Прожив еще год в Италии, я возвратился в Россию и вступил в круг своих прежних занятий. Я работал с усердием, и труды мои меня развлекали; но каждое воспоминание о пребывании моем в Комо приводило меня в содрогание. Поверите ли вы мне, что я теперь часто не знаю, куда мне деваться от этого воспоминания! Оно повсюду меня преследует, как червь подтачивает мой рассудок, и бывают минуты, что я готов лишить себя жизни, чтобы только избавиться от его присутствия! Я бы ни за что не решился об этом говорить, если бы не думал, что рассказ мой вам послужит предостережением. Вы видите, что похождения мои несколько похожи на то, что с вами случилось на даче у старой бригадирши. Ради бога, берегитесь, любезный друг, а особливо не вздумайте шутить над вашим приключением.
Пока Рыбаренко говорил, заря уже начала освещать горизонт.

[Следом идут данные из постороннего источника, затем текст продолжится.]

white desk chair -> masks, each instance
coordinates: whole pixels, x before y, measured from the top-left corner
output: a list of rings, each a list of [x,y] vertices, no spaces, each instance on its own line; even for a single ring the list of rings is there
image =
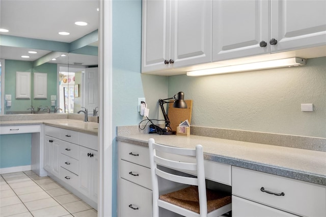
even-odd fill
[[[231,211],[230,194],[213,191],[206,188],[203,147],[201,145],[197,145],[195,149],[175,148],[155,143],[153,139],[150,139],[149,147],[153,190],[153,217],[158,216],[159,207],[186,216],[219,216]],[[160,153],[195,156],[196,162],[188,163],[169,160],[156,155],[156,150]],[[193,178],[169,173],[157,168],[157,165],[176,170],[197,171],[197,177]],[[191,186],[160,196],[158,176]]]

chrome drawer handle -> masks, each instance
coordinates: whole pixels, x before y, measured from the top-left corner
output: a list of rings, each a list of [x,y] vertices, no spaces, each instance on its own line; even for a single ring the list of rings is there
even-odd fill
[[[129,207],[130,207],[130,208],[131,208],[131,209],[135,209],[135,209],[139,209],[138,208],[138,207],[137,207],[137,208],[133,207],[132,207],[132,204],[130,204],[130,205],[129,205]]]
[[[282,193],[281,193],[281,194],[275,193],[274,193],[273,192],[270,192],[269,191],[265,190],[265,188],[264,188],[264,187],[261,187],[261,188],[260,188],[260,191],[263,192],[265,192],[265,193],[270,194],[271,195],[276,195],[277,196],[284,196],[284,195],[285,195],[285,194],[283,192]]]
[[[132,173],[132,172],[130,172],[129,173],[129,174],[130,174],[132,176],[139,176],[139,174],[134,174],[133,173]]]

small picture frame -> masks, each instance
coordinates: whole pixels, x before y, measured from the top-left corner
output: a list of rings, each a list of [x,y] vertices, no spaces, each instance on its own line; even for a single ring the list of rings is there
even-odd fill
[[[79,97],[79,85],[75,85],[74,86],[74,94],[75,97]]]

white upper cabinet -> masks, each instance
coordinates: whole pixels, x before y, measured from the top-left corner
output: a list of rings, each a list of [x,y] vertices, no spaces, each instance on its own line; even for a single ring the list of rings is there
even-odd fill
[[[143,1],[142,71],[211,62],[212,4]]]
[[[326,44],[326,1],[270,1],[271,52]]]
[[[266,0],[213,0],[213,62],[269,53],[269,11]]]

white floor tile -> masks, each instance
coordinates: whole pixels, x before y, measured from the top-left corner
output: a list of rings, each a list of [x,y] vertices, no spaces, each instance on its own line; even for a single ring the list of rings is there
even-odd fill
[[[31,211],[34,217],[57,217],[68,215],[69,213],[61,206],[52,206]]]
[[[51,197],[48,194],[44,191],[19,195],[18,197],[24,203]]]
[[[43,190],[39,186],[36,185],[15,188],[14,191],[17,195],[25,195],[26,194],[34,193],[35,192],[42,192]]]
[[[55,200],[58,201],[60,204],[65,204],[66,203],[80,200],[78,197],[76,197],[72,194],[55,197],[54,198]]]
[[[37,184],[36,184],[31,180],[30,180],[29,181],[11,183],[9,184],[9,185],[10,185],[10,187],[11,187],[13,189],[15,189],[18,188],[19,187],[24,187],[30,186],[37,186]]]
[[[52,197],[59,196],[60,195],[64,195],[70,194],[70,192],[64,187],[47,190],[46,191],[46,192],[47,192]]]
[[[24,204],[30,211],[44,209],[44,208],[51,207],[60,205],[52,198],[30,201],[24,203]]]
[[[97,211],[94,209],[73,213],[75,217],[97,217]]]
[[[7,216],[28,211],[29,210],[22,203],[11,205],[1,207],[1,209],[0,209],[0,216]]]
[[[0,207],[18,203],[21,203],[21,201],[16,196],[0,199]]]
[[[47,183],[45,184],[40,184],[43,189],[45,191],[51,190],[51,189],[60,188],[62,187],[60,184],[57,182]]]
[[[11,189],[4,190],[0,192],[0,198],[8,198],[16,196],[16,194]]]
[[[86,203],[81,200],[66,203],[66,204],[63,204],[62,205],[71,213],[79,212],[92,208]]]

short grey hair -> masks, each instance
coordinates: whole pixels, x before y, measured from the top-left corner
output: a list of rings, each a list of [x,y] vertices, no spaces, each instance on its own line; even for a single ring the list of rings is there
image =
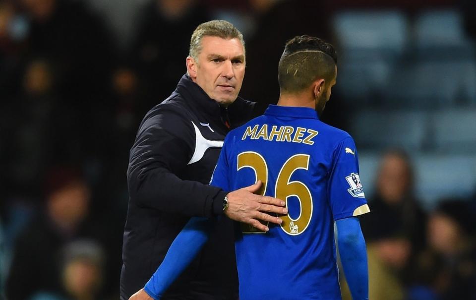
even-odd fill
[[[202,51],[202,39],[204,37],[218,37],[225,39],[238,39],[243,45],[245,52],[243,35],[235,25],[224,20],[213,20],[199,25],[192,34],[190,40],[188,56],[198,61],[198,55]]]

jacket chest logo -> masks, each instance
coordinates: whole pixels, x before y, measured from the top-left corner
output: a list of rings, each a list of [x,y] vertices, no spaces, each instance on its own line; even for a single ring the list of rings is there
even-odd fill
[[[187,165],[190,165],[196,163],[201,160],[205,155],[205,152],[210,148],[221,148],[223,146],[223,141],[212,141],[208,140],[203,137],[202,133],[200,132],[200,129],[195,124],[195,123],[192,122],[193,127],[195,128],[195,151],[193,152],[193,155],[192,158],[188,162]],[[214,132],[210,127],[210,124],[208,123],[202,123],[200,122],[200,125],[206,126],[212,131]]]

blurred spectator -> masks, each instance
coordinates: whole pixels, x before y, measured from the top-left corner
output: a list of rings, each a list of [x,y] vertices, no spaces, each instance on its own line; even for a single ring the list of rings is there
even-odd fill
[[[257,22],[256,30],[246,41],[246,75],[241,96],[257,101],[264,108],[275,104],[279,97],[276,66],[286,41],[296,35],[308,34],[332,42],[329,38],[329,15],[324,12],[324,2],[249,0]]]
[[[372,213],[361,218],[368,243],[369,297],[404,299],[410,266],[424,245],[426,216],[413,194],[413,170],[407,154],[387,152],[376,176]]]
[[[369,203],[372,213],[361,218],[366,240],[385,238],[388,229],[396,226],[410,239],[413,253],[422,249],[426,215],[414,194],[414,172],[407,154],[387,152],[376,178],[376,195]]]
[[[101,246],[93,241],[79,240],[62,249],[61,289],[36,293],[31,300],[95,300],[103,284],[104,255]]]
[[[13,3],[0,0],[0,109],[19,88],[28,32],[25,18]]]
[[[54,155],[55,109],[55,75],[49,61],[32,60],[25,67],[21,91],[0,110],[6,195],[36,198],[41,179]],[[32,151],[32,149],[35,149]]]
[[[188,36],[210,16],[200,1],[151,0],[138,18],[131,50],[147,109],[167,98],[186,71]]]
[[[430,215],[428,248],[415,266],[412,299],[423,292],[440,300],[476,299],[475,217],[469,203],[459,199],[442,201]]]
[[[367,249],[369,299],[405,299],[403,273],[409,263],[412,246],[401,229],[390,229],[384,237],[368,243]]]
[[[109,80],[112,46],[102,22],[81,1],[21,0],[29,18],[28,55],[54,63],[69,101],[96,100]],[[91,99],[93,98],[93,99]]]
[[[54,169],[46,190],[45,211],[15,243],[6,283],[9,299],[28,299],[37,292],[60,290],[57,258],[62,246],[81,237],[102,240],[101,227],[88,218],[90,189],[78,169]]]

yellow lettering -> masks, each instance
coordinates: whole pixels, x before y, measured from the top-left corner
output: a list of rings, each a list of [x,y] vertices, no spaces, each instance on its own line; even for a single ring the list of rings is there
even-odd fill
[[[274,137],[276,137],[276,141],[279,141],[279,140],[281,138],[281,135],[283,134],[283,129],[284,129],[282,126],[279,127],[279,130],[276,130],[278,128],[278,126],[276,125],[274,125],[271,128],[271,133],[269,134],[269,138],[268,140],[272,141],[273,139],[274,138]]]
[[[286,126],[284,127],[284,132],[283,133],[283,135],[281,137],[281,139],[280,140],[280,141],[287,141],[291,142],[292,140],[291,139],[291,134],[293,134],[293,132],[294,131],[294,128],[291,127],[291,126]]]
[[[268,125],[263,124],[261,126],[261,129],[259,129],[259,132],[256,134],[254,139],[259,139],[260,137],[262,137],[263,139],[268,139]]]
[[[293,139],[293,141],[295,143],[302,142],[302,140],[301,139],[301,138],[304,136],[303,132],[305,131],[306,128],[302,128],[302,127],[298,127],[296,130],[296,133],[294,135],[294,138]]]
[[[246,130],[244,131],[244,134],[243,134],[243,137],[241,138],[241,139],[243,140],[246,138],[247,136],[251,136],[251,139],[254,138],[254,136],[256,135],[257,131],[258,131],[257,124],[254,125],[253,129],[251,129],[251,126],[248,126],[246,127]]]

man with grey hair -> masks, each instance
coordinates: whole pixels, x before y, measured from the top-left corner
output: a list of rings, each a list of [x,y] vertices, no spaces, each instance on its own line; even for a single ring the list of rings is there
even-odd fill
[[[208,185],[225,135],[252,116],[254,103],[238,97],[245,64],[244,42],[235,26],[219,20],[199,25],[187,73],[144,118],[127,170],[121,300],[144,287],[191,217],[221,215],[228,218],[220,218],[209,242],[163,299],[237,299],[230,219],[267,231],[266,222],[279,224],[276,214],[287,213],[282,200],[253,193],[261,181],[233,191]],[[143,290],[134,297],[148,299]]]

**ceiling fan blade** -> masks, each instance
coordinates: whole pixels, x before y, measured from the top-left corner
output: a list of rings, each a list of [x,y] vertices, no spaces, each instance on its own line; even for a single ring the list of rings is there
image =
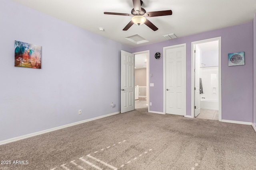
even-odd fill
[[[146,21],[144,23],[147,26],[150,28],[154,31],[157,30],[158,29],[157,27],[154,25],[151,22],[149,21],[148,19],[146,20]]]
[[[141,11],[141,5],[140,4],[140,0],[132,0],[133,3],[133,8],[135,11],[139,11],[138,13],[140,13]]]
[[[124,14],[124,13],[117,13],[116,12],[104,12],[104,14],[109,15],[116,15],[118,16],[134,16],[133,15],[130,14]]]
[[[134,23],[133,23],[132,21],[130,21],[130,22],[129,23],[128,23],[128,24],[127,24],[127,25],[125,26],[124,28],[123,29],[123,31],[127,31],[128,30],[128,29],[129,29],[130,27],[131,27],[132,26],[132,25],[133,25]]]
[[[159,11],[146,12],[144,15],[144,16],[148,17],[153,17],[159,16],[170,16],[172,14],[172,11],[171,10],[167,10],[166,11]]]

Сотни башен, колоколен и позолоченных глав заиграли солнечными лучами. Свежий ветер повеял от востока, и громкий, полнозвучный удар в колокол раздался на Иване Великом. Ему отвечали, один после другого, все колокола соборов кремлевских, потом всех московских церквей. Пространство наполнилось звуком, который, как будто на незримых волнах, колебался, разливаясь по воздуху. Москва превратилась в необъятную гармонику.
В это время странное чувство происходило в груди Руневского. С благоговением внимал он священному звону колоколов, с любовию смотрел на блестящий мир, красующийся перед ним. Он видел в нем образ будущего счастья, и чем более увлекался этою мыслью, тем более страшные видения, вызванные из мрака рассказами Рыбаренки, бледнели и исчезали.
Рыбаренко также был погружен в размышления, но глубокая грусть омрачала его лицо. Он был смертельно бледен и не сводил глаз с Ивана Великого, как будто бы желал измерить его высоту.